Warrants also have been issued for the arrest of a hundred more farmers, some of whom were believed to have gone into hiding, farmers' representatives said.
JAG said police headquarters had ordered police stations across the country to arrest every farmer who had ignored the deadline. Only 400 of the 2,900 farmers given compulsory acquisition orders are believed to have left their homes.
In a separate development, four Americans, two Germans and a Briton who flew into the country on a flight from London on Thursday were refused entry into Zimbabwe and expelled, apparently in retaliation for Western sanctions and a travel ban slapped on Mr. Mugabe and senior members of his government.
Britain's Foreign Office in London said yesterday that four British nationals have been refused entry at the Harare airport since Aug. 8.
On Monday, Mr. Mugabe warned that he would target British and American interests in Zimbabwe.
In a speech last night, Mr. Mugabe said the land reforms were unstoppable, and Assistant Police Commissioner Wayne Bvudzijena announced that the arrests would continue.
One farmer, Colin Shand, proved luckier than most of his colleagues and was released after spending nearly three hours in custody. Mr. Shand had won a court ruling overturning his eviction earlier this week and allowing him to remain on his land until December.
"A group of armed policemen and a guy in civilian clothes came up to my gate and said I was under arrest for not leaving my farm on the 10th," he told The Washington Times.
He believes he was released because he is a chronic diabetic who requires four insulin injections a day, as well as a specialized diet. Despite the threats made against him, he is determined not to leave his farm.
"I will continue what I've been doing," he said. "I've only got one farm. I don't have any other house. I'm a Zimbabwean citizen, and I'm not allowed to live anywhere else in the world."

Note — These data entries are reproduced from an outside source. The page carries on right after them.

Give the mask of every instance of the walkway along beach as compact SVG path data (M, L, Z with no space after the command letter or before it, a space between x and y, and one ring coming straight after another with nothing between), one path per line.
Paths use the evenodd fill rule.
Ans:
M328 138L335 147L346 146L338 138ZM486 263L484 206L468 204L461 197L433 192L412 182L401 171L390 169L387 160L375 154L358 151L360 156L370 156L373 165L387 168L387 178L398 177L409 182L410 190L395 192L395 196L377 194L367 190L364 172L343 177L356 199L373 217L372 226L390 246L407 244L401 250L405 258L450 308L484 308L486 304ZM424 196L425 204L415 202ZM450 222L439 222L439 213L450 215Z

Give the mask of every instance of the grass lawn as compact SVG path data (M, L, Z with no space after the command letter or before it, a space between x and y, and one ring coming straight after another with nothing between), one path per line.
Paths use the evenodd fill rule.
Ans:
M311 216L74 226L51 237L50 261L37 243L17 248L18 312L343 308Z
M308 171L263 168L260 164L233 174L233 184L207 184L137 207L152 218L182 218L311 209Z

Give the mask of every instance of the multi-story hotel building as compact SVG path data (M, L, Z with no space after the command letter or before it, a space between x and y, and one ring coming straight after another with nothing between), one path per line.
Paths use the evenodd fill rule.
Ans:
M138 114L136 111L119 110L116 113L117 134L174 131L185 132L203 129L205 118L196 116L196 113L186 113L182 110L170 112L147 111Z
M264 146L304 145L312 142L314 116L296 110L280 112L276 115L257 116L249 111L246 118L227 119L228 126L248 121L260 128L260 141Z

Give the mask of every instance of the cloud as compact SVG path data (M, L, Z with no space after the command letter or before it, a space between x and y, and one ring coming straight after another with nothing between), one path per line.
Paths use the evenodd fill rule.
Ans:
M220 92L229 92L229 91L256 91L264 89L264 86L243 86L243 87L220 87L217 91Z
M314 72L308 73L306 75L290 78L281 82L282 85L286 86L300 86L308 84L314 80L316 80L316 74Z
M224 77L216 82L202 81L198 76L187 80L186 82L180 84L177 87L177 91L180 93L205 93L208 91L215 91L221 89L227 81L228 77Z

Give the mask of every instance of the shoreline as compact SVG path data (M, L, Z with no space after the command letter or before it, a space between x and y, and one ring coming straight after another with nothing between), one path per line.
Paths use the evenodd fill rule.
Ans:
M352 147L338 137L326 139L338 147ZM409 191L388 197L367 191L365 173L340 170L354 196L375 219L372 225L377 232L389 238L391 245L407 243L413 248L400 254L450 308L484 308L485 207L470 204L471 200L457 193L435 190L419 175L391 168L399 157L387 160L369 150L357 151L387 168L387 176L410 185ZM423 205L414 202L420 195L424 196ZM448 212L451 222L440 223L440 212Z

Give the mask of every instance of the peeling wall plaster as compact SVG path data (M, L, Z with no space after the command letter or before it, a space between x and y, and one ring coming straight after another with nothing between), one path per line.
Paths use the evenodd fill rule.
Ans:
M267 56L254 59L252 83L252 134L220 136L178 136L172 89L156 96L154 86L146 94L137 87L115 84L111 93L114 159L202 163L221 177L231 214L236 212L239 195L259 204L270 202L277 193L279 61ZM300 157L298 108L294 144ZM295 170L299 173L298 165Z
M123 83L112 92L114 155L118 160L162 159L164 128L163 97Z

Mr. Mugabe began a violent campaign against the white farmers in February 2000. During the past two years, youths from his ruling party, describing themselves as "war veterans," have occupied many of the 4,500 white-owned farms, paralyzing production and burning millions of acres of crops. They have also killed 12 white farmers, beaten up many more and killed scores of black farm workers.
A looming famine threatening 6 million Zimbabweans, half the country's population, with starvation has largely been blamed on the disruption of farming activities.
Mr. Mugabe says his reforms are meant to correct land redistribution of the colonial era, although many farms have been allocated to his friends and political allies. Eighty percent of whites bought their farms from Mr. Mugabe's government after independence from Britain in 1980, according to JAG.
JAG is challenging the constitutionality of the evictions in the courts and already has won important test cases against the government. However, Mr. Mugabe has regularly defied court rulings.
"The farmers are not breaking the law by staying on," Mrs. Williams said. "It is their duty and right to remain on their farms. They are protected by the constitution, and the government is violating the constitution."
Five farmers from the southern province of Matabeleland were released on bail after being charged with unlawfully remaining on their farms. Fifty others are expected to appear in court in the next few days. They have not been arrested.
On Wednesday, war veterans armed with clubs and rocks forced white farmer Terry Hinde off his land, the first violent seizure since the deadline expired.